LA FIN DU MONDE EST-ELLE POUR 2012 ?
Ce gai et charmant message, nous est proposé par les médias de tous poils, à longueur de temps… Et c’est lassant !
L’Evangile nous dit que : «Personne sinon le Père, n’en connaît ni le jour ni l’heure ».
Les Mayas ne le savaient donc pas…
La Porte ouverte au Ciel : enluminure de Beatus de Ferdinand et Sancha, manuscrit réalisé en 1047.
(Biblioteca Nacional de Madrid)
Cette page est une des plus fortes compositions des enlumineurs visionnaires qui illustrèrent l’Apocalypse dans l’Espagne Romane.
Au centre dans un disque rouge, l’Agneau Divin porte sa croix, qui à la forme de la croix de Covadonga « Le Drapeau » de la reconquête chrétienne en Espagne. Il porte aussi le livre comme un coffret, car au chapitre IV Dieu remet à l’Agneau (C’est-à-dire au Christ), les destinées du monde sous la forme d’un livre scellé. La couleur rouge signifie qu’il est encore dans le ciel invisible. Mais il est venu sur notre terre qui est représenté par le grand disque bleu, couleur du firmament, le ciel de la terre bordé par une bande d’étoiles…

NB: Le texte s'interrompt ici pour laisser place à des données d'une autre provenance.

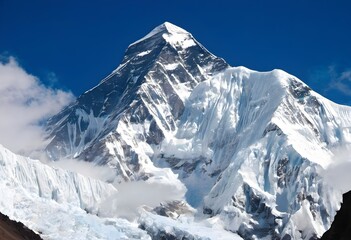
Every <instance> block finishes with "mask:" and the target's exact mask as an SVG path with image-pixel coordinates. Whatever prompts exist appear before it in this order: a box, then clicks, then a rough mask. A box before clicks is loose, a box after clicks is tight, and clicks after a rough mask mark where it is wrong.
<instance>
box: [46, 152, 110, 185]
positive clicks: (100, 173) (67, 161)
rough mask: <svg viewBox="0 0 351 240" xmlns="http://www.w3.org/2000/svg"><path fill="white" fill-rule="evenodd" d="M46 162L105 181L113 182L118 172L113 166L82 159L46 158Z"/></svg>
mask: <svg viewBox="0 0 351 240" xmlns="http://www.w3.org/2000/svg"><path fill="white" fill-rule="evenodd" d="M42 159H44V158H42ZM44 163H45V164H47V165H49V166H51V167H55V168H61V169H65V170H68V171H72V172H77V173H80V174H82V175H84V176H86V177H90V178H94V179H98V180H101V181H104V182H106V181H107V182H113V181H114V179H115V177H116V173H115V171H114V169H113V168H110V167H108V166H99V165H95V164H94V163H91V162H85V161H80V160H78V159H61V160H59V161H50V160H46V161H44Z"/></svg>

Autour de l’Agneau les quatre vivants : l’Homme, le Lion, le Taureau et l’Aigle, représentant les quatre Evangélistes.
Au sommet de la page, en dehors de ce cosmos circulaire, deux Anges immenses en robes écarlates, aux ailes noires déployées, désignent le Seigneur siégeant sur le trône et tenant le livre aux sept sceaux qui ne peut-être ouvert que par l’Agneau. Dieu apparaît sous un arc outrepassé en fer à cheval, que l’on appelle parfois à tort un arc arabe : en effet, lorsque les Wisigoths arrivent en Espagne au VIe siècle ils construisent de nombreuses églises selon cette architecture, qui fut plus tard copiée par les arabes quand ils envahirent l’Espagne et diffusée par eux dans les pays musulmans…
Au XVIe siècle Michel-Ange peignit dans la Chapelle Sixtine, le fameux jugement dernier.
Le Délégué Universel.
(Cité du Vatican Chapelle Sixtine)
Au XVIIe siècle, Rubens va aussi s’inspirer de l’Apocalypse.
Le Grand Jugement Dernier (1615-1616)
(Munich Alte Pinakotek)
« Quand je pense, Seigneur à cette fin du monde,
A ces astres tombant du haut du firmament,
A ces flambeaux du Ciel éclipsés promptement
Et à ce feu brûlant l’air, et la terre et l’onde,
Quand j’oy des quatre vents de la machine ronde
Ce grand son de clairon, ce grand ajournement,
Criant : « Levez-vous, morts venez au jugement »,
Ô que je suis saisi d’une crainte profonde !
Mais quand je vois ce Roi de gloire couronné,
De mille millions d’Esprits environnés,
Prononcé en tonnant la dernière sentence :
« Venez, Bénis du Père, et allez, malheureux »,
O Seigneur, caches-moi, dis-je alors, tout peureux,
Dans l’Abîme profond de ta grande Clémence. »
Extrait des Œuvres spirituelles (1620) de : Lazare De Selve.